In the grand scheme of things three and a half years may be but the blink of an eye, but for New Yorkers who walk by the hole at ground zero every day, it has been far too long a wait for a deal resolving the fate of the site. News that such a deal may require spending $6 billion in public funds on digging a tunnel from New Jersey to Midtown Manhattan, as our David Lombino reports today, only underscores how frustrating the whole matter has been to New Yorkers. Just consider what has transpired since terrorists felled the World Trade Center.
Congress provided $8 billion in Liberty Bonds, giving developers the opportunity to finance redevelopment projects with triple-tax-exempt debt. It was left to the governor and the mayor to find ways to divvy up the bonds, which they happily did, although not necessarily for projects in keeping with what American taxpayers had in mind. For example, the developer of Bank of America’s new building at Bryant Park, on 42nd Street, benefited from $650 million of Liberty Bond financing for a project that was neither damaged during the September 11 attacks nor even in Lower Manhattan.
Meantime, Goldman Sachs, which didn’t deign to move to ground zero itself but whose $38-million-a-year chief executive was willing to build nearby, managed to extract from the city and state $1.6 billion of Liberty Bond financing. Federal downtown rebuilding money has been sprinkled on the National Museum of the American Indian, which is at Bowling Green and received $1.5 million, according to yesterday’s New York Times, and the Tenement Museum on the Lower East Side, which is getting $1 million. The South Ferry subway station is being rebuilt at a cost of $450 million in public funds, though it was hardly damaged by the September 11 attacks.
Meanwhile, those organizing the memorial to those killed at ground zero are being asked to resort to private fundraising. It’s a scandal – downtown rebuilding money for Bank of America, Goldman Sachs, the Museum of the American Indian, and the South Ferry subway station, but Larry Silverstein, who bought a 99-year lease to the trade center site fair and square, is being forced to practically beg for rebuilding money he needs, and the families of victims are being asked to raise money privately for a memorial.

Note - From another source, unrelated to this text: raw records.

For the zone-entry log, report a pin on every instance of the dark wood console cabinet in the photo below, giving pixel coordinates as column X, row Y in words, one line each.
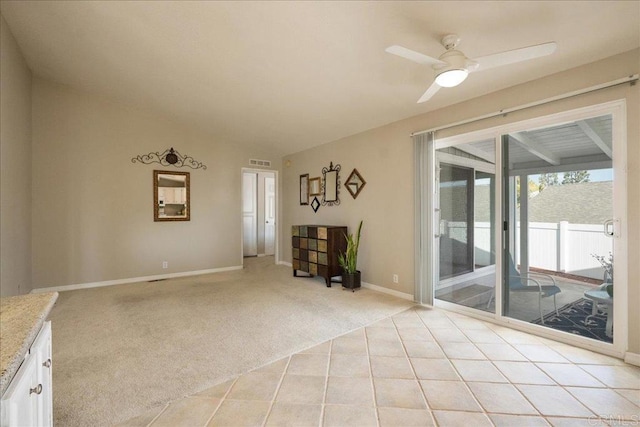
column 316, row 249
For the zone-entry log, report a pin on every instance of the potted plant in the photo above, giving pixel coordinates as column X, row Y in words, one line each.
column 349, row 260
column 607, row 265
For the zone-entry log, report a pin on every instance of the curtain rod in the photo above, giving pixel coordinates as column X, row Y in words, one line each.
column 632, row 78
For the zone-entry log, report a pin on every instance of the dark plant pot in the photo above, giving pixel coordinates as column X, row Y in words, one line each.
column 609, row 289
column 351, row 280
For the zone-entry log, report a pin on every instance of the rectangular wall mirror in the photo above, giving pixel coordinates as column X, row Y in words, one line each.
column 171, row 196
column 331, row 186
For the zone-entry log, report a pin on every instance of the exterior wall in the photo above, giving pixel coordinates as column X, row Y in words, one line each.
column 15, row 175
column 93, row 207
column 384, row 157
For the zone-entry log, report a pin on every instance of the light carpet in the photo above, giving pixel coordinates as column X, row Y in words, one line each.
column 121, row 350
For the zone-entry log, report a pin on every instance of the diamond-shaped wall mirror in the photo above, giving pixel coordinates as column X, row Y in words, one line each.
column 355, row 183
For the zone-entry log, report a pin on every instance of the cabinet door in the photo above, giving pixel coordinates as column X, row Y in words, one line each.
column 41, row 348
column 21, row 401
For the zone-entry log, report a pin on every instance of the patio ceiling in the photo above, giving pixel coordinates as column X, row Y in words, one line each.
column 580, row 145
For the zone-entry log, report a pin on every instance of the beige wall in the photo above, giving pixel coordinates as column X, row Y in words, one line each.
column 384, row 157
column 15, row 167
column 93, row 207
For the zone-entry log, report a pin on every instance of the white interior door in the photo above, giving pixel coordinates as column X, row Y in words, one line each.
column 270, row 216
column 250, row 213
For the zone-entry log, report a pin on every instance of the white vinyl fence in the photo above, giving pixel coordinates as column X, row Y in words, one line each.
column 561, row 247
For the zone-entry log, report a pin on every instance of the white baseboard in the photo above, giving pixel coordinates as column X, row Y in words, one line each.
column 133, row 280
column 632, row 358
column 387, row 291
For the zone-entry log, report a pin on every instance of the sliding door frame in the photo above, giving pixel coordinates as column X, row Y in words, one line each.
column 617, row 109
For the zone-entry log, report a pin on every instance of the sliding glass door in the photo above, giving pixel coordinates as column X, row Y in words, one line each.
column 537, row 199
column 558, row 205
column 465, row 231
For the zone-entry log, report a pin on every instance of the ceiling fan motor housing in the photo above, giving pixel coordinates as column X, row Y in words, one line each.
column 455, row 60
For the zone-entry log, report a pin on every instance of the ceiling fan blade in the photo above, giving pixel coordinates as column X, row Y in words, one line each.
column 513, row 56
column 412, row 55
column 429, row 93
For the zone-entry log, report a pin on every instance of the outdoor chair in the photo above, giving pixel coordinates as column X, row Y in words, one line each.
column 532, row 282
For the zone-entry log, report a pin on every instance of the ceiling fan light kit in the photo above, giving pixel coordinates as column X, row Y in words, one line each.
column 451, row 78
column 453, row 67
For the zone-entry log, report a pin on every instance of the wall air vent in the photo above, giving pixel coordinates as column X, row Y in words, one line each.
column 265, row 163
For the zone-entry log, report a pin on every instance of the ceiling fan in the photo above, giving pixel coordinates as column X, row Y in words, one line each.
column 453, row 67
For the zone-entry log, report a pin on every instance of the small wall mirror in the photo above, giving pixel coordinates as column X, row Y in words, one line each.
column 171, row 196
column 314, row 187
column 331, row 184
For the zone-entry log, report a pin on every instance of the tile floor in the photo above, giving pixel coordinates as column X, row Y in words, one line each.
column 421, row 367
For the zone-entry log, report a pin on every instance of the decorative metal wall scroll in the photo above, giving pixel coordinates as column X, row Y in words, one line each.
column 167, row 158
column 354, row 183
column 331, row 185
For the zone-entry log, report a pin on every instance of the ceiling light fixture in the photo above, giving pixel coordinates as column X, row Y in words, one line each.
column 451, row 78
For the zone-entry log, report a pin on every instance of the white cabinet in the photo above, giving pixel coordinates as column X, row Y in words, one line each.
column 172, row 196
column 28, row 401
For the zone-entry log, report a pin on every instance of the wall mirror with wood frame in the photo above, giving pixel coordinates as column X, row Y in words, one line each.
column 171, row 196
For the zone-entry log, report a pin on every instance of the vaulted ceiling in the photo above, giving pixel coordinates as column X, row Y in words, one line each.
column 292, row 75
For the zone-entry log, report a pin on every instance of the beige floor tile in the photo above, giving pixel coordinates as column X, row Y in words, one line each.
column 323, row 348
column 394, row 417
column 467, row 323
column 415, row 334
column 449, row 335
column 606, row 403
column 483, row 336
column 356, row 333
column 386, row 348
column 349, row 415
column 501, row 398
column 615, row 376
column 240, row 413
column 408, row 322
column 142, row 420
column 554, row 401
column 218, row 391
column 478, row 370
column 461, row 350
column 569, row 375
column 308, row 364
column 384, row 323
column 349, row 391
column 391, row 367
column 347, row 365
column 389, row 334
column 277, row 367
column 342, row 345
column 434, row 369
column 540, row 353
column 429, row 350
column 580, row 355
column 500, row 352
column 255, row 386
column 188, row 412
column 397, row 393
column 301, row 389
column 523, row 373
column 449, row 395
column 291, row 414
column 631, row 395
column 517, row 420
column 577, row 422
column 438, row 322
column 512, row 336
column 461, row 419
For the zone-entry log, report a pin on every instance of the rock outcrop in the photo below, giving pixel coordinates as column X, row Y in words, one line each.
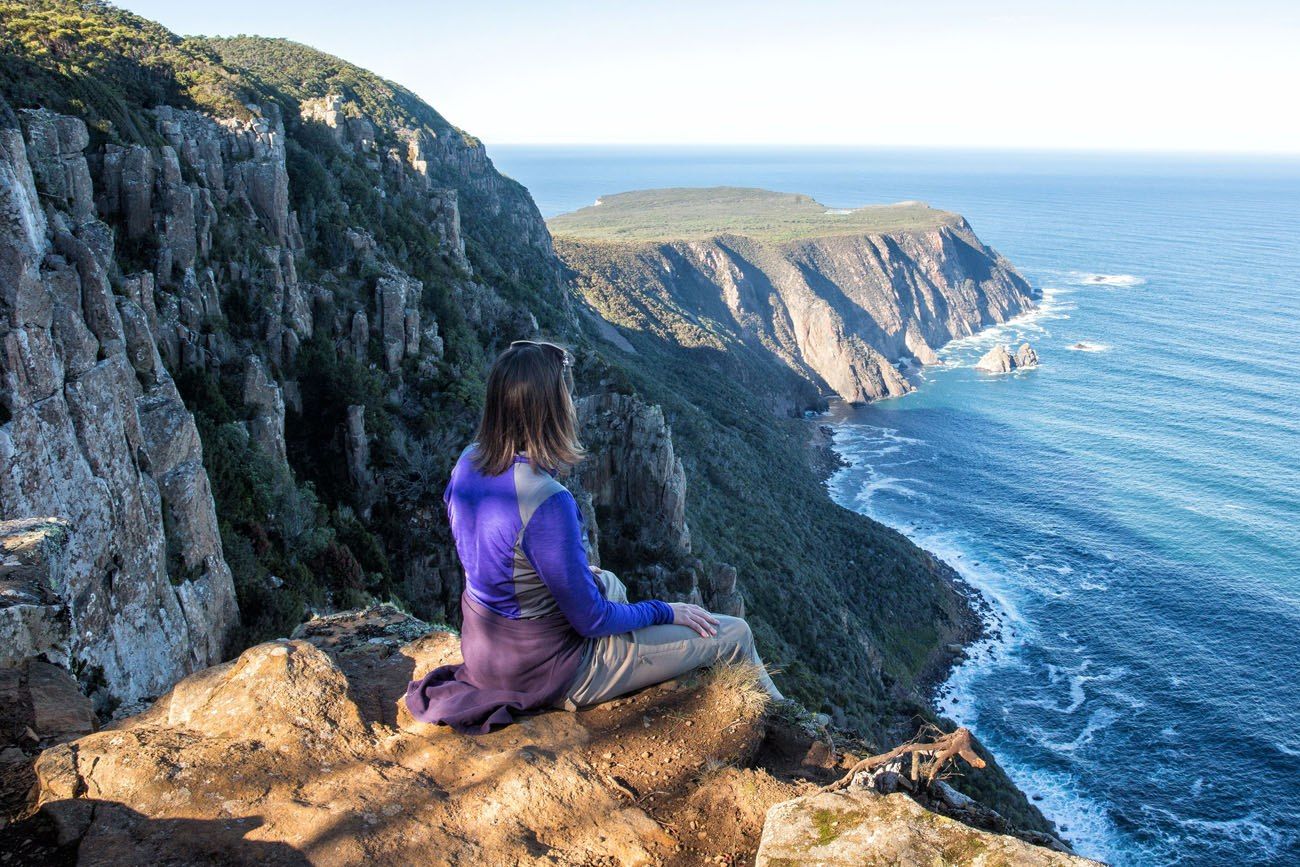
column 1026, row 356
column 862, row 827
column 302, row 751
column 840, row 310
column 633, row 491
column 1000, row 359
column 94, row 430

This story is more about the dangers of throwing around large quantities of federal tax dollars than about anything else. The availability of so much “free” money – at least free to the politicians themselves, although certainly not to the taxpayers who elect them – has distorted and delayed the debate over ground zero. That debate, in turn, has led to a delay of years, not months, in redeveloping ground zero itself. Mr. Silverstein likes to note that while ground zero has been mired in bureaucratic strife, he is ready to sign leases on 7 World Trade Center, a site across the street that was also destroyed but that the private sector, in the person of Mr. Silverstein, has already succeeded in building. Yet Mr. Silverstein’s is not the only private-sector vision for Lower Manhattan; private developers are already realizing the mayor’s dream of a 24/7 residential neighborhood around Lower Manhattan by converting obsolete office space into apartments.
An ordinary marketplace would allow many competing visionaries to bring their dreams to life and over time individual people and firms would choose their preferences. At ground zero, alas, this has not happened. A combination of factors, from the Port Authority’s ownership of the site to the role of Liberty Bond financing in redevelopment to the emotional stakes, have hindered building on the site for three and a half years. With luck, New Yorkers may be near the end now and the cranes will start going up soon. The lesson, however, will remain. Far from making things better, the government succeeded in showing how to waste money.